After 48 hours without sleep, I’m sure he’d have been in fine shape to do his job.
A 737-900 can carry 200 or more passengers, so it may have been a very good thing that he wigged out on his connecting flight and got taken off the duty roster.
Since the mass exodus of pilots because of the fact that a vast majority of them were right wing and were refusing to get the covid shot, there’s been a major problem getting pilots in general and getting them close to their home bases. This results in a lot of regional pilots basically operating on very little sleep as they spend a large amount of time commuting. Not 48 hours , that’s pretty new, but pilots operating sleepy is a major problem. As are pilots commuting five, six, seven hours to their jobs (and then back home) every day.

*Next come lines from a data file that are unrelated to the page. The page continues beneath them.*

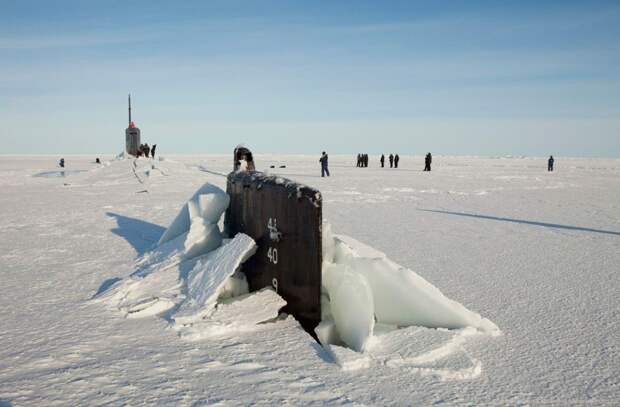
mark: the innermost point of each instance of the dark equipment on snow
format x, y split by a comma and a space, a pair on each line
132, 135
243, 154
284, 218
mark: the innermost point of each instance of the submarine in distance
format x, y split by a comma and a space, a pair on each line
284, 218
132, 134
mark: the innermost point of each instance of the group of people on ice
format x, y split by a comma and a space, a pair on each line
362, 161
394, 159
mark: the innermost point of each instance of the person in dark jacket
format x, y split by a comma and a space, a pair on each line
427, 162
323, 160
550, 163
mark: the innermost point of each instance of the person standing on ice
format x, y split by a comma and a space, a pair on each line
427, 162
550, 163
323, 160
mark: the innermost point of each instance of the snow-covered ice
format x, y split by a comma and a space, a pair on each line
537, 253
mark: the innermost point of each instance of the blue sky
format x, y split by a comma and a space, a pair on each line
453, 77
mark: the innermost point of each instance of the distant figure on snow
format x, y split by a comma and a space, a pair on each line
323, 160
550, 163
427, 162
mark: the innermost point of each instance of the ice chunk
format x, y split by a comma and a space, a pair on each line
202, 238
206, 280
209, 203
235, 286
351, 303
401, 297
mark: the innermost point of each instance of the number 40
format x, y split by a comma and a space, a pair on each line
272, 255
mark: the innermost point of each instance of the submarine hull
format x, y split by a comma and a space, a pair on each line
284, 218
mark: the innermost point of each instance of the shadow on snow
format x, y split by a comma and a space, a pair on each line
526, 222
139, 234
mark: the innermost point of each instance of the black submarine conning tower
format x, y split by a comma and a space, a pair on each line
285, 220
132, 134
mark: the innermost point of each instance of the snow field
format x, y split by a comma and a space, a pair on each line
536, 253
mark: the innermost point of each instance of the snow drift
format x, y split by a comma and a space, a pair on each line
191, 267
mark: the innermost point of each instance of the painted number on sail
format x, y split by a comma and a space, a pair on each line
272, 255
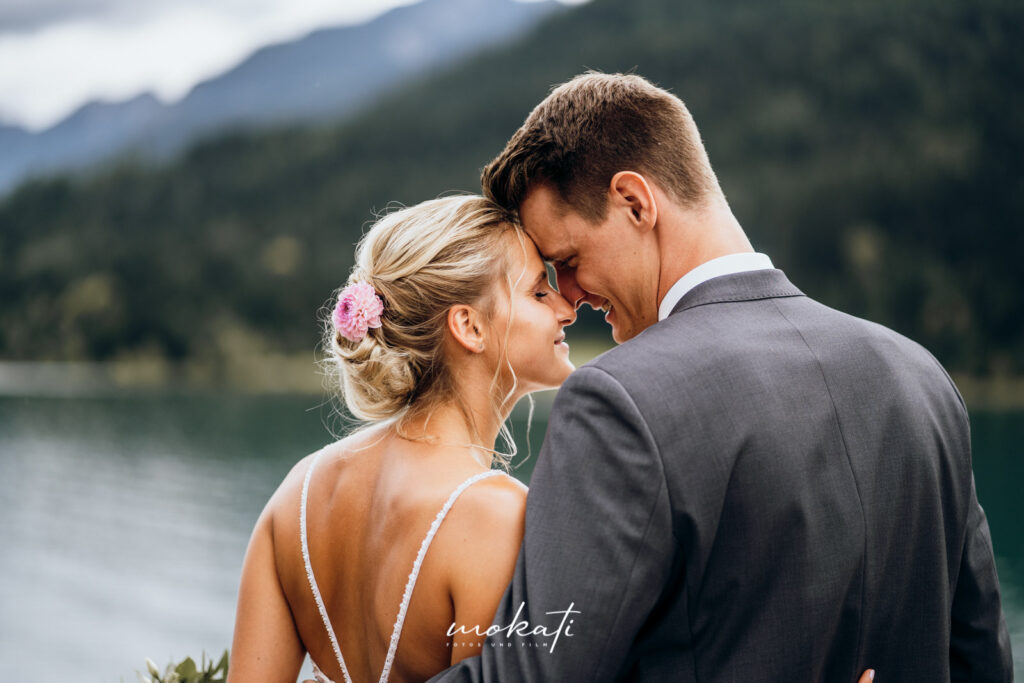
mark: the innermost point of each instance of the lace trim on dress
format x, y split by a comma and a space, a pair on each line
410, 585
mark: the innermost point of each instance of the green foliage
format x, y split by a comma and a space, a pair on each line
870, 147
187, 672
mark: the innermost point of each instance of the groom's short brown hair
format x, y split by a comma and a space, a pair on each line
592, 127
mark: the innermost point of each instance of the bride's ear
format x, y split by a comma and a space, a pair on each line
466, 328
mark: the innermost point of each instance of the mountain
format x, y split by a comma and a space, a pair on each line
871, 148
328, 74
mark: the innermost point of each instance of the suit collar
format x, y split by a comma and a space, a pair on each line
750, 286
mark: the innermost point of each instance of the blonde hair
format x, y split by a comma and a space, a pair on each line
421, 260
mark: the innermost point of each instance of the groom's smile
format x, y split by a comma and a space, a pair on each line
595, 262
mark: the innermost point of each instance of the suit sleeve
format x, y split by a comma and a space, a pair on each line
979, 642
598, 542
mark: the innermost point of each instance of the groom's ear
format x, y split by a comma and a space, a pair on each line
631, 193
466, 327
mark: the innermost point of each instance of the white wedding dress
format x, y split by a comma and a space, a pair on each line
410, 585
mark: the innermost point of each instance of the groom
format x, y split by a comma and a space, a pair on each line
753, 486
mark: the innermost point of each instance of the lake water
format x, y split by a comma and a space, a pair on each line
126, 518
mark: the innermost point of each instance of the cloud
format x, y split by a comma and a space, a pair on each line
114, 49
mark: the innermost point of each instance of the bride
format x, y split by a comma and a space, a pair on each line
446, 322
373, 548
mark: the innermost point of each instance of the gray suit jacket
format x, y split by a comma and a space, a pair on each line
757, 488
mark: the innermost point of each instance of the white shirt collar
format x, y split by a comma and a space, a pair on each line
723, 265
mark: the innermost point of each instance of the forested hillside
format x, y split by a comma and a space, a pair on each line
872, 148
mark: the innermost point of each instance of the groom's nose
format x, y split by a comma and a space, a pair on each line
569, 288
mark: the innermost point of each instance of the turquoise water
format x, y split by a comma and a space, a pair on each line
125, 521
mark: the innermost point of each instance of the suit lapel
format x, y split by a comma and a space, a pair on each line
749, 286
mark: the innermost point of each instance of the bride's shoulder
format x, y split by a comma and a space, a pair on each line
489, 511
481, 541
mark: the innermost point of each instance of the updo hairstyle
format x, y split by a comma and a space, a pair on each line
421, 260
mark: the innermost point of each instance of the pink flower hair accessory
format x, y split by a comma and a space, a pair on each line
357, 310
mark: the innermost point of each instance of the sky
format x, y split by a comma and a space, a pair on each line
57, 54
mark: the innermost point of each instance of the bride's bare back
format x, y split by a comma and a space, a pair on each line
371, 502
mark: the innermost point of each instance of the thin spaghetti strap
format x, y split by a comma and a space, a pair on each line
309, 569
411, 584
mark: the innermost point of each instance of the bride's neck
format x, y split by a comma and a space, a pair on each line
471, 424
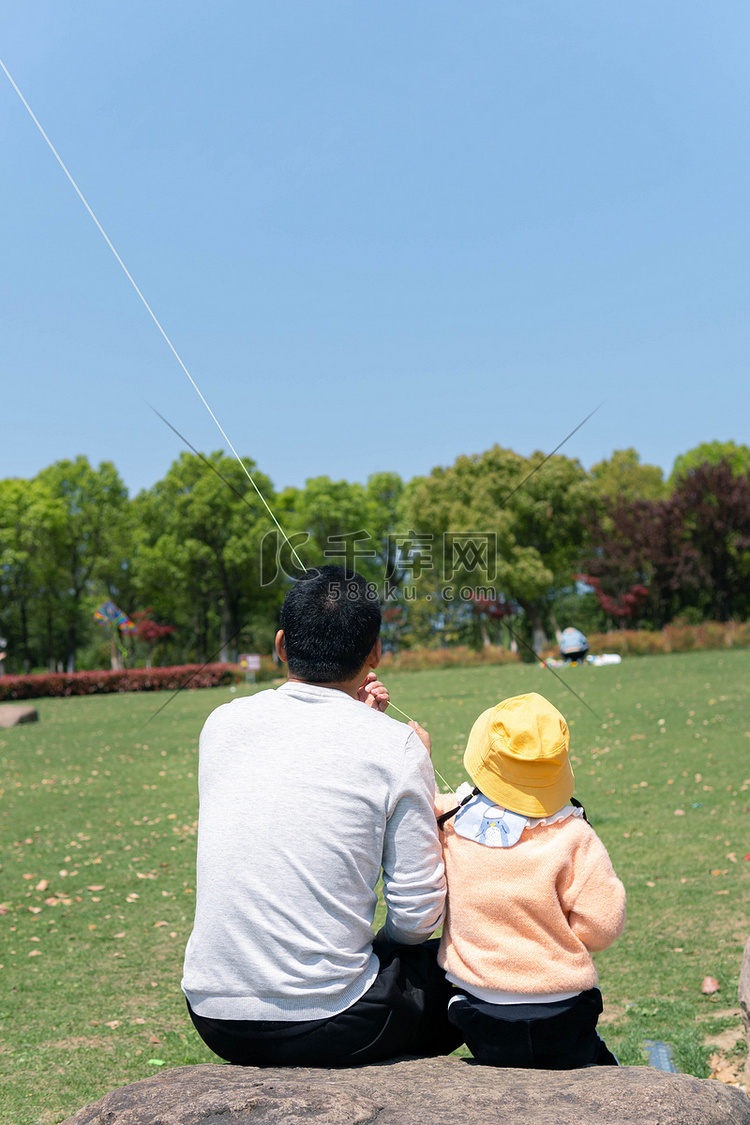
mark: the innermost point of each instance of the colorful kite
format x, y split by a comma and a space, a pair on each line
109, 614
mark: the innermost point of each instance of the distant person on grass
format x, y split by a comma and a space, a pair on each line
531, 893
307, 793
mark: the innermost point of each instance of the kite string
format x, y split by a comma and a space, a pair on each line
150, 311
179, 358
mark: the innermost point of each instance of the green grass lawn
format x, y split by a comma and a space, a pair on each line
98, 826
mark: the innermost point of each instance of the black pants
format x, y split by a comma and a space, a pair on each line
544, 1036
404, 1011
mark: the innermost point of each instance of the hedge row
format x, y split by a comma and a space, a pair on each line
133, 680
419, 659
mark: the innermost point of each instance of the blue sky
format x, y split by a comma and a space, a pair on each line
380, 235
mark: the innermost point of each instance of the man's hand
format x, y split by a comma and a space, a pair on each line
372, 693
423, 735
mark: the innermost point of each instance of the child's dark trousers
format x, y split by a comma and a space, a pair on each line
544, 1036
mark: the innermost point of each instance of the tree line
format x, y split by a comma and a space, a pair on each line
496, 548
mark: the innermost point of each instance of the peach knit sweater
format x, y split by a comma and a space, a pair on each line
524, 919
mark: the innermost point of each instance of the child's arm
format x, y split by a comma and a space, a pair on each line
597, 911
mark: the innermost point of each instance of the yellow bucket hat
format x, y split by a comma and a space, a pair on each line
517, 755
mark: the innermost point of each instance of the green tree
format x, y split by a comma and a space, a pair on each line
79, 546
534, 510
712, 452
198, 551
623, 476
26, 509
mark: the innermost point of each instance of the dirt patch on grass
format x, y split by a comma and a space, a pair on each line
77, 1042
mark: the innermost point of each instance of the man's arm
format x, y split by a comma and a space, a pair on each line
413, 873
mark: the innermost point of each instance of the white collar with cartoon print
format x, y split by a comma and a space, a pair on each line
486, 822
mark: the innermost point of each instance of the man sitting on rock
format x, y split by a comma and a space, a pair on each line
307, 793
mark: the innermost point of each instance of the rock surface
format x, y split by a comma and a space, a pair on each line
428, 1091
12, 713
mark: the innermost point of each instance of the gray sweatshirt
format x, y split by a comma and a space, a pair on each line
305, 794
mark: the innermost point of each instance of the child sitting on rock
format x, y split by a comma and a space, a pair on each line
531, 893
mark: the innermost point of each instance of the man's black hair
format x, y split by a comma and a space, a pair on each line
331, 620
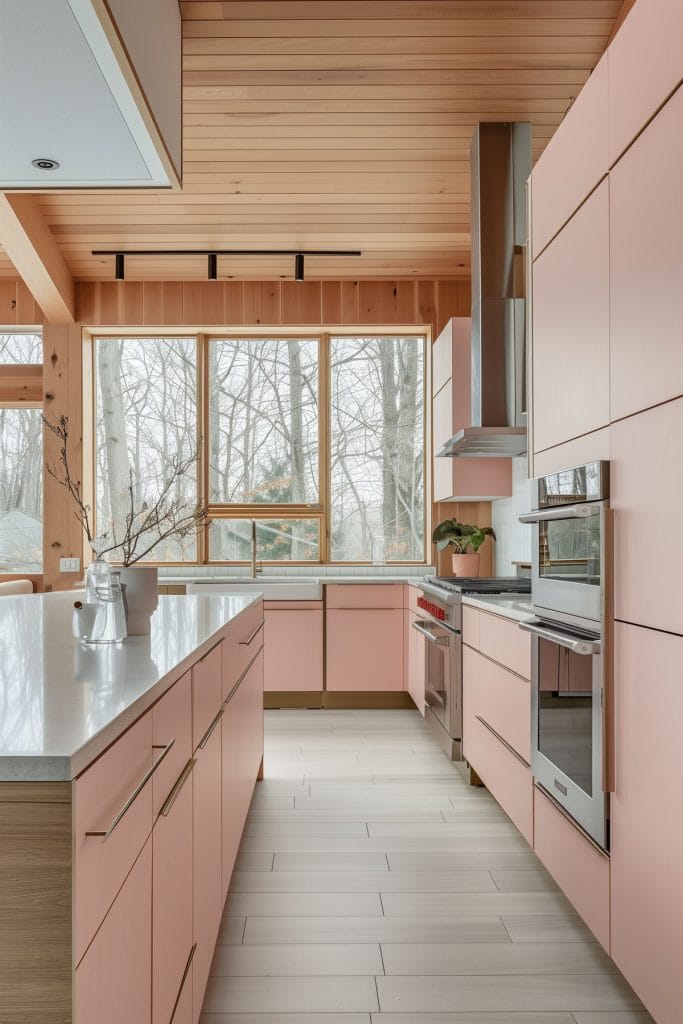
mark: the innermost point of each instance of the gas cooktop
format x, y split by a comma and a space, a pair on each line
481, 585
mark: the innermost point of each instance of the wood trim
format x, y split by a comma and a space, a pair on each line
20, 385
32, 248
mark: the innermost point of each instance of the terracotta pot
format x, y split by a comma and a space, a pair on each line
466, 564
141, 597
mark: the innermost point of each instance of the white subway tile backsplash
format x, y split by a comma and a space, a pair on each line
513, 539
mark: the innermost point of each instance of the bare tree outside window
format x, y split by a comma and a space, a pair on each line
146, 425
377, 448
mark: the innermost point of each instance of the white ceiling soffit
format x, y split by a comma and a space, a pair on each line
65, 97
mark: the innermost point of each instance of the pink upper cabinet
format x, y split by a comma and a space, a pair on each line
646, 486
646, 266
646, 820
573, 162
645, 67
571, 328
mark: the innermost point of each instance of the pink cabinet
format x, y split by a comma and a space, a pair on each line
646, 823
365, 649
293, 646
645, 67
207, 860
113, 982
570, 328
580, 868
646, 487
207, 691
414, 656
572, 163
242, 752
646, 256
105, 843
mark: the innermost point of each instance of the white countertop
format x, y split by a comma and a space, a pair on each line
63, 702
510, 607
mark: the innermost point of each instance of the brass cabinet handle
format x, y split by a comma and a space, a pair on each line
182, 981
246, 643
207, 735
177, 786
242, 678
134, 795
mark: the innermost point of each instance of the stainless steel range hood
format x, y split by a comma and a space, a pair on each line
501, 166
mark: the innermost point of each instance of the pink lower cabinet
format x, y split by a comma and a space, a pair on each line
646, 819
113, 982
172, 855
207, 858
365, 649
581, 869
293, 646
505, 773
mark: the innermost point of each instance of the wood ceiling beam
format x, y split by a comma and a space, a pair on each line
37, 257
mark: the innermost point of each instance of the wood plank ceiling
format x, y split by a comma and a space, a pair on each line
339, 125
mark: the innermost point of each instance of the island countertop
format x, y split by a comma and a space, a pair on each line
63, 701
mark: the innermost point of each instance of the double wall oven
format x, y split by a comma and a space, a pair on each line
570, 566
441, 603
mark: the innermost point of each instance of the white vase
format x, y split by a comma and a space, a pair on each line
141, 583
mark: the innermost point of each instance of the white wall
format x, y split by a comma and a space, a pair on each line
513, 540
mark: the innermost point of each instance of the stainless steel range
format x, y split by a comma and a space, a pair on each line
441, 600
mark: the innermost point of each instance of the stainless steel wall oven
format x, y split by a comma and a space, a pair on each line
569, 593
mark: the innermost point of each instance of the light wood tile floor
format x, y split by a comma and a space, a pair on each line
374, 886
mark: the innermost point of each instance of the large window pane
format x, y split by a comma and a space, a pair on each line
20, 491
263, 401
20, 347
276, 540
377, 456
146, 427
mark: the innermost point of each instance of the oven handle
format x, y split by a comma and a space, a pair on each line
562, 512
439, 641
577, 644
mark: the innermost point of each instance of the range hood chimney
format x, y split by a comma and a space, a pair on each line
501, 165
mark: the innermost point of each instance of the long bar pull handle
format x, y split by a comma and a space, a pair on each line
134, 795
439, 641
175, 792
562, 512
207, 735
577, 644
246, 643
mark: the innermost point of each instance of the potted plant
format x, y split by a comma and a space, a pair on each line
141, 530
466, 541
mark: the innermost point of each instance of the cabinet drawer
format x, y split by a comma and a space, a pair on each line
171, 722
207, 692
508, 780
581, 870
502, 640
471, 627
365, 595
113, 982
100, 794
501, 698
241, 643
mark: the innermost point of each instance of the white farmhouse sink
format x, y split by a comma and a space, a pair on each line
272, 588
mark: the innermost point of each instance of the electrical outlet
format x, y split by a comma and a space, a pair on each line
70, 564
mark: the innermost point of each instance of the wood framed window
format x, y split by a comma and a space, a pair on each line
317, 438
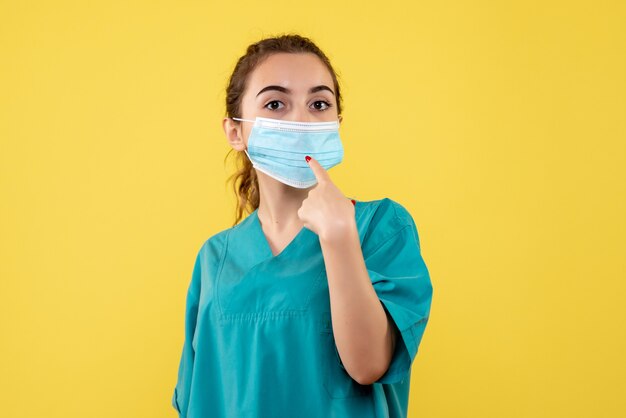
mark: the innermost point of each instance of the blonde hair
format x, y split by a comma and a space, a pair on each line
245, 182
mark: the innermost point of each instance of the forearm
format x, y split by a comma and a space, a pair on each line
363, 333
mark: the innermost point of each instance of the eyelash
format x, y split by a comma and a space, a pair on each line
328, 105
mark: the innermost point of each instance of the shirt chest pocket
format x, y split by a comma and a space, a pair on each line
272, 286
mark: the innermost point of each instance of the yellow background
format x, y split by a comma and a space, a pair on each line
499, 125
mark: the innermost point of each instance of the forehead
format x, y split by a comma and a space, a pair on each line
291, 70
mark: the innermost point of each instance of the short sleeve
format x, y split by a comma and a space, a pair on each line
402, 282
180, 397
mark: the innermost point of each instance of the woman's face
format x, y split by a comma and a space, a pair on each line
288, 86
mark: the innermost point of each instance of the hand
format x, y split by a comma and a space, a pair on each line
326, 211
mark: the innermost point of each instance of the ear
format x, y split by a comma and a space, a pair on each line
234, 136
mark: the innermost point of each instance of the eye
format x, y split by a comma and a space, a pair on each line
321, 105
274, 105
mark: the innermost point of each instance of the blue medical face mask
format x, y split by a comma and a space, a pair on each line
278, 147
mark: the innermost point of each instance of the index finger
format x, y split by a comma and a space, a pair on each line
320, 173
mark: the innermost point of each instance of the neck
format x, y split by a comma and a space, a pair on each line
279, 203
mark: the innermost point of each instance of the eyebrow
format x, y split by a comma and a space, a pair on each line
286, 90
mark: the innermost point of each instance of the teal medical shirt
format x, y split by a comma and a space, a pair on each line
258, 332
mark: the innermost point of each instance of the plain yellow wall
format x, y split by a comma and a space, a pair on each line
499, 125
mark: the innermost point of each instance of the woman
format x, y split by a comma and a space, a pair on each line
314, 305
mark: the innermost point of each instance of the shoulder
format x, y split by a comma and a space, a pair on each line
384, 212
379, 220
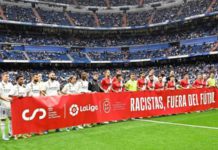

ETA: All this to say, the sleep deprivation was probably something pretty common in pilots. The sleep dep after a psychoactive mushroom trip following the death of a close personal friend, though, that was a perfect storm for what happened. In the end, I hope that this results in changes and concerns about pilot mental state. Because, had he reported he was having trouble coming to grips with his friend dying, he would have been grounded for 90 days.
Sleep deprivation and the crazy commute and duty schedules for pilots have been a problem since well before COVID. Fatigue was considered one of the major factors in the Colgan Air 3407 crash. There was quite a lot of press coverage about the problem following that crash, but I don’t know if that led to any significant improvements.
True. It’s just been made more exasperated by the retiring of those upper pilots and the mass hiring from the regionals up into those upper pilot jobs. It’s left the regionals scrambling for pilots to cover routes. I do a lot of flight simming and now the recruiters are reaching into the virtual airlines and flight sim communities to do recruiting for the regionals, making statements like, “Can have you in the right seat in six weeks.” And “Don’t worry about the medical, you’ll pass.” and “Eyesight isn’t an issue if it can be corrected to 20/40”
… it’s not like that’s a new problem
… JFC our whole civization is running on fumes
There’s a tricky perverse incentive there: one obviously doesn’t want people doing life-critical while feeling unwell; but the knowledge that you’ll be having a friendly chat with an AME about whether you get to keep your job in the not terribly distant future is…not exactly…the stuff of which candor and a willingness to seek assistance is made.
It’s not unlike the situation with doctors: also an area where you really want someone doing their best work while attending to your case; also an area where licensure concerns appear to discourage seeking treatment(especially in cases where questions include past as well as current status; there’s some state-to-state difference so they were able to compare the two cases).